Frank trauma with edema, as occurs after a blow from a blunt instrument or from sprains and strains, is also recognized as a class of subluxation, as are whiplash-type injuries. ...
Degenerative disc disease and facet syndrome are additional medical diagnoses that represent classes of what chiropractors identify and treat as subluxations.


Looking ahead 
It is the nature of theories and models to be dynamic, forever evolving as knowledge and understanding grow. As with all theoretical models, concepts of chiropractic clinical practice are also imperfect. The fact that chiropractic models continue to exhibit limitations and imperfections is not surprising. To suggest that chiropractic practice is without value in the absence of definitive "proof" is naive and perhaps even arrogant. Whenever people see things that they do not understand, theories will evolve to explain such things.
A tremendous amount of work remains to be done to refine the concepts that underpin the practice of chiropractic.
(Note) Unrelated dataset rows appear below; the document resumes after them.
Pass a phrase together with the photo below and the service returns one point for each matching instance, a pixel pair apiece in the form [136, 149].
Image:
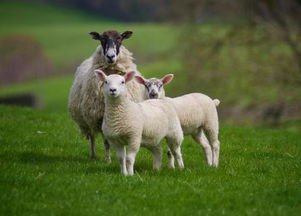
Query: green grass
[46, 170]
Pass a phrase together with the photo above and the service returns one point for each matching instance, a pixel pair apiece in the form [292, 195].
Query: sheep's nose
[153, 95]
[111, 56]
[113, 90]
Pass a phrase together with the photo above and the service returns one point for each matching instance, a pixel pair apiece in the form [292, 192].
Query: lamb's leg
[216, 148]
[131, 156]
[107, 151]
[157, 156]
[201, 139]
[92, 147]
[121, 154]
[212, 134]
[175, 147]
[171, 159]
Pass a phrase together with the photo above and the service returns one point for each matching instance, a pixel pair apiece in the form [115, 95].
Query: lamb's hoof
[108, 160]
[93, 157]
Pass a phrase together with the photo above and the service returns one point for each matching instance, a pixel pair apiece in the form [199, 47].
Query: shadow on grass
[33, 157]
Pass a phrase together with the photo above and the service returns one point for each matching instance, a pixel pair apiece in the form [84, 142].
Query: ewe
[197, 113]
[138, 124]
[86, 102]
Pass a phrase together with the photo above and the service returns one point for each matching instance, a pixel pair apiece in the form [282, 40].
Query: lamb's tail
[216, 102]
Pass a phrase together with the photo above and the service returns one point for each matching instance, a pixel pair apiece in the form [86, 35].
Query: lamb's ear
[101, 75]
[140, 79]
[167, 78]
[95, 35]
[129, 76]
[126, 34]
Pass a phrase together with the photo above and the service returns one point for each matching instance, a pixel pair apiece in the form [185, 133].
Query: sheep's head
[111, 42]
[154, 86]
[114, 85]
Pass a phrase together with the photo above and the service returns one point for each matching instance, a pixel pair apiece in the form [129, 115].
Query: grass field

In the past, chiropractic has relied on research from other fields to substantiate its own theories. This is a result of the academic isolationism that grew out of organized medicine's policies to "contain and eliminate" the chiropractic profession, as well as chiropractic's long tradition of scientific neglect. Chiropractors, therefore, exerted no control over directions that medical research took (the specific questions asked, the design of research, etc).
Currently, however, the foundations of chiropractic research are growing, and chiropractors are increasingly recognizing the need to contribute to the scientific knowledge base, examining basic mechanisms of subluxation pathology, manifestations of the "subluxation syndrome", and the processes involved in correcting these lesions.

CONCLUSION
Chiropractic theory grew directly out of a working relationship between doctor and patient. One could say that the concept of subluxation was created to justify and explain the adjustive procedure utilized to correct it. The situation is similar for any clinical discipline, Science is a tool to be utilized and applied to the understanding of clinical experience. From a clinician's perspective, there is no greater need than to understand what he or she is doing and how to make it better.

If the concept of 'vertebral subluxation complex' cannot be placed in a physical perspective (ie, anatomy, physiology, epidemiology, biochemistry), then the profession may experience limitation in its true growth. Chiropractic is increasingly in the spotlight of public awareness.
With such "celebrity" status comes greater scrutiny and increasing demand for accountability from the public chiropractic serves. Although clearly not all questions have been answered, the tools and resources needed to obtain answers are more available to chiropractors than in earlier decades. The playing field has never been more favorable. However, with victory and recognition come responsibility.
The responsibility of the chiropractic profession is to provide answers for some very important questions. Chiropractic needs a solid foundation on which to build a sound clinical practice.
The current direction of the development of the vertebral subluxation complex may help to define and anchor that foundation. Although it is both incomplete and imperfect, 'subluxation' still offers a common conceptual model to describe the theory and practice of chiropractic. Attention and focus devoted to a comprehensive approach to VSC model building can serve as a common frame of reference for chiropractors everywhere well into the profession's second century.